A Department of Veterans Affairs announcement regarding new Agent Orange benefits for Air Force reservists who flew on C-123 transport planes in Pittsburgh and elsewhere has been delayed again until next week. (note: a subsequent email from VA further delayed the announcement and stated that no date has been set.)
The announcement by Allison Hickey, undersecretary of benefits for the VA, was supposed to be last week and then was moved to this week, but it's been pushed back once more because the details are still being worked out, a VA spokesperson said. A fleet of the giant C-123s was used in Vietnam to spray Agent Orange defoliant.
After the war, the Air Force removed their spray tanks removed and supposedly decontaminated the planes before returning them to duty in the U.S. at the 911th air base here and two other bases in Massachusetts and Ohio.

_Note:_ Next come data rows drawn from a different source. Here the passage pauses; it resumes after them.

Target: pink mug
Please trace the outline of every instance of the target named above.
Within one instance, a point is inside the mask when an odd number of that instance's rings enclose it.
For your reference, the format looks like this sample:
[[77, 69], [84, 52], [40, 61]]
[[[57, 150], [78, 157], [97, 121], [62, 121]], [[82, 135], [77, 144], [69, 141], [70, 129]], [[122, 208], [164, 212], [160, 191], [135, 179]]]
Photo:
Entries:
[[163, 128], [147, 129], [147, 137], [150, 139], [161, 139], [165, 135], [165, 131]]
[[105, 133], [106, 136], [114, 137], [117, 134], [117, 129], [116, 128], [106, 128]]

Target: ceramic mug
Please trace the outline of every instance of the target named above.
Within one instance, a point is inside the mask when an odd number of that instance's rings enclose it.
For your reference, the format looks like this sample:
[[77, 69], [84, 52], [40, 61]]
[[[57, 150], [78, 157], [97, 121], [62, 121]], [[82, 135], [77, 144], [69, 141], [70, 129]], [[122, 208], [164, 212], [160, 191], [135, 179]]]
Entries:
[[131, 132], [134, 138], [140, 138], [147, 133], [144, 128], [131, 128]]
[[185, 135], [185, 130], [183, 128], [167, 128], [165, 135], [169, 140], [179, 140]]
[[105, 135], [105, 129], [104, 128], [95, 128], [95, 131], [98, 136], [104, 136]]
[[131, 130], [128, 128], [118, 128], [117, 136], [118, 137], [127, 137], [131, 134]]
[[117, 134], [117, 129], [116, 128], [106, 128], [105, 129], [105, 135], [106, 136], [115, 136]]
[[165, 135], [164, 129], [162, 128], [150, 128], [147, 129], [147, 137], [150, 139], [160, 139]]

Some 2,100 crew members, flight nurses and mechanics who flew on the C-123s or serviced them from 1972 to 1982 have long suspected that the planes remained contaminated with dioxin, the toxic chemical in Agent Orange, and that their medical problems are the result of exposure. They say they should be eligible for the same Agent Orange benefits that all veterans who served on the ground in Vietnam receive, but the VA has denied most of their claims over the years.
A recent report by the Institute of Medicine, however, concluded that C-123 reservists were probably exposed to dioxin.
The VA is expected to announce that Agent Orange benefits will now be extended to all C-123 veterans who are eligible.